Harriet Green, deputy business features editor at City AM, says Yes:
If governments like China’s perceive bitcoin to be a threat, they will seek to undermine it. While they couldn’t destroy existing bitcoins, they could destroy demand. Any cryptocurrency is at risk of being made illegal by any government. Granted, users can move underground, but that merely adds to de-legitimisation. Regulation to date has been minimal, but history tells us that governments rarely preference light regulation – it just takes them a while to catch up with technology. And this is intensified when states collaborate. It’s not difficult to imagine, for instance, the European Union coming up with a new definition for bitcoin as, say, an investment, with all net gains taxed at 30 per cent. Or, government could manipulate the exchange rate of bitcoin – not unfamiliar territory for most. Buy a load and drive up the price, then sell off and collapse it. And, if it wanted to, government could even exploit the transparency of the blockchain and punish people for holding bitcoin at all.

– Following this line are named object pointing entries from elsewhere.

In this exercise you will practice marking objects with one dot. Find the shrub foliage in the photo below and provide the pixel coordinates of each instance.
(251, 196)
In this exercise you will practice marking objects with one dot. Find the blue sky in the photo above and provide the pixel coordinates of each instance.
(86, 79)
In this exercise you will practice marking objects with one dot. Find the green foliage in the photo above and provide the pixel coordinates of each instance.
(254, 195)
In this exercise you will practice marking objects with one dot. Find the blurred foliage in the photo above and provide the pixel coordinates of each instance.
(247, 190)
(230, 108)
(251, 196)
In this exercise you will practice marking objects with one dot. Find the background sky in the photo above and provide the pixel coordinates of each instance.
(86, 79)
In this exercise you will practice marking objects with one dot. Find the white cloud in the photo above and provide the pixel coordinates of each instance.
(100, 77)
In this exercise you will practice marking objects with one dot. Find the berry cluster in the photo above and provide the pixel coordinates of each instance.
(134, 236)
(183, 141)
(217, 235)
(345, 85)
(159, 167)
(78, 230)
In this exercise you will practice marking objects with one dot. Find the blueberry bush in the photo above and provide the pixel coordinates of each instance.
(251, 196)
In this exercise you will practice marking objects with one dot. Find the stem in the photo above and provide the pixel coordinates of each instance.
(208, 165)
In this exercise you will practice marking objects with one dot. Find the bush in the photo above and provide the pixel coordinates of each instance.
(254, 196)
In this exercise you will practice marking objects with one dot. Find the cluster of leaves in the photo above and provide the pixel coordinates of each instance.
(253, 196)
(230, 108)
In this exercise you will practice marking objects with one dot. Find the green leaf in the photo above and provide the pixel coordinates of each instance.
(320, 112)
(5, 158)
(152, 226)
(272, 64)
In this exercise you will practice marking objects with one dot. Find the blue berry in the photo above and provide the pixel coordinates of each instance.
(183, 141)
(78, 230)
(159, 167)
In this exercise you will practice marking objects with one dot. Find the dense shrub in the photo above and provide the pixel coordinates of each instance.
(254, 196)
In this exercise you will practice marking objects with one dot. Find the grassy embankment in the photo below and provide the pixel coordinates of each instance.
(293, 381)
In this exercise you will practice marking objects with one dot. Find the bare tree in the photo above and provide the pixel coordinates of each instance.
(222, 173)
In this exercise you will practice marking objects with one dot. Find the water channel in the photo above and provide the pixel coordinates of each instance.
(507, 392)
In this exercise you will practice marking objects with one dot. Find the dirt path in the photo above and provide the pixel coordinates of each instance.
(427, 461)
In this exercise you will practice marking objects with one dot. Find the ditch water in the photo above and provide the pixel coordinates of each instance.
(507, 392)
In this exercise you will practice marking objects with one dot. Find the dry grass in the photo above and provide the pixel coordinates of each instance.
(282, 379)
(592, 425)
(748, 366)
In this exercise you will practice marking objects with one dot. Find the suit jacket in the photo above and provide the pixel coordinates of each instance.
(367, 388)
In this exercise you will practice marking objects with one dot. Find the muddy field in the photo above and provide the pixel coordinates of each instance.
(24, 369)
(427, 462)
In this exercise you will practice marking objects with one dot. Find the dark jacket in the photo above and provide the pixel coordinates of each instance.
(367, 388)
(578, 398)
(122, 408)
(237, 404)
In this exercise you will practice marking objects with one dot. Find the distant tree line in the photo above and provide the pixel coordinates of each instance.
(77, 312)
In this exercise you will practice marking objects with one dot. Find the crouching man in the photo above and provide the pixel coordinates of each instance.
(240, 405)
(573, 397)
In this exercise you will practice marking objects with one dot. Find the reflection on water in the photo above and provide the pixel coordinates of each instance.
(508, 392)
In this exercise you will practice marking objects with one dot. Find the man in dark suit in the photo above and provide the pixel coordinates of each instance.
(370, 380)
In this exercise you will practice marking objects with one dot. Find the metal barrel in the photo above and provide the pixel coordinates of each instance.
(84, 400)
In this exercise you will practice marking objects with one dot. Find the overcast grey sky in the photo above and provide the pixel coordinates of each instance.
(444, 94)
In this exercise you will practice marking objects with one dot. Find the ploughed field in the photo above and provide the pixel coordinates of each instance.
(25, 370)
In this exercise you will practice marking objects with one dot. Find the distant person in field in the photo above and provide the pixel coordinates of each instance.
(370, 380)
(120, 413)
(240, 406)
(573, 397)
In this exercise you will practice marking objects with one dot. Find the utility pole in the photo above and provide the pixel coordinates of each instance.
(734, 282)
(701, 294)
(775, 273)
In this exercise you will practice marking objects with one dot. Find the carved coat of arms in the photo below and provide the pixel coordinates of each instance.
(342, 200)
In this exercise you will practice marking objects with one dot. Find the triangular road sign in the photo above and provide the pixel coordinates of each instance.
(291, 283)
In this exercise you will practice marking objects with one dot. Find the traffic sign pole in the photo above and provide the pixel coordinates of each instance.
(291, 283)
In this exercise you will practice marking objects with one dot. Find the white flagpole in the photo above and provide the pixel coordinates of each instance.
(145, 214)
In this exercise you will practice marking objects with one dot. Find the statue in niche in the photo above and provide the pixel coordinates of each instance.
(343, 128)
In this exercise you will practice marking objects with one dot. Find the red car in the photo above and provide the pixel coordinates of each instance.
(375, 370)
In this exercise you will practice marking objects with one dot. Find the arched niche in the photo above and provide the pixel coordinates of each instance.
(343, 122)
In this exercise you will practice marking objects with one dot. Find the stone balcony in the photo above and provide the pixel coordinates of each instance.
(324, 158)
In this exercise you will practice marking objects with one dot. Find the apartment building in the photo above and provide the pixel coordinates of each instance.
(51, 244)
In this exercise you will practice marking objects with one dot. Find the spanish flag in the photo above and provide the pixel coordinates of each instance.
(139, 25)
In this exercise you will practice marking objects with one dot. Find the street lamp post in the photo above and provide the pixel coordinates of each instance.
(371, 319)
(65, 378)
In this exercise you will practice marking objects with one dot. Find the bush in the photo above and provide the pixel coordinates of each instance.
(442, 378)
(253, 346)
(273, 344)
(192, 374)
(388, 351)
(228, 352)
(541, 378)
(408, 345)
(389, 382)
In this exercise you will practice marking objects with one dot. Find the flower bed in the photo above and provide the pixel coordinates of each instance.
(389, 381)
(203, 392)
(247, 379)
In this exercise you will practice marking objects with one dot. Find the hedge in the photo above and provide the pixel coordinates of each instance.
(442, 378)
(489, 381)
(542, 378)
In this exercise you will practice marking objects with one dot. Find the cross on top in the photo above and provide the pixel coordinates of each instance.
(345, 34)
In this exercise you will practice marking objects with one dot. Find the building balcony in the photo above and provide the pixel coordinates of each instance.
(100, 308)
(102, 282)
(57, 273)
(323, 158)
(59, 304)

Charles Hayter, chief executive and co-founder at CryptoCompare.com, says No:
Governments cannot stop bitcoin. But they can make it difficult to use or punish people for using it. Making it difficult to use, however, would involve diktats on internet service providers that are easily worked around with VPNs or via other means. Punishing people would only move the industry underground and reduce its size. China’s recent moves are not a specific anti-bitcoin move but more of an attempt to temper the leveraged speculative nature of the Chinese bitcoin ecosystem. It remains to be seen if they are going to make an example. Governments are and should compete for this nascent industry developing in the crypto-economy – any country that balkanises itself or regulates too stringently will lose out on the so-called internet of quantised value – and the potential that it enables in the internet of things. There is a clear balance to be preserved though between consumer protection and stifling innovation. Stopping it in its entirety is a folly and a mission impossible.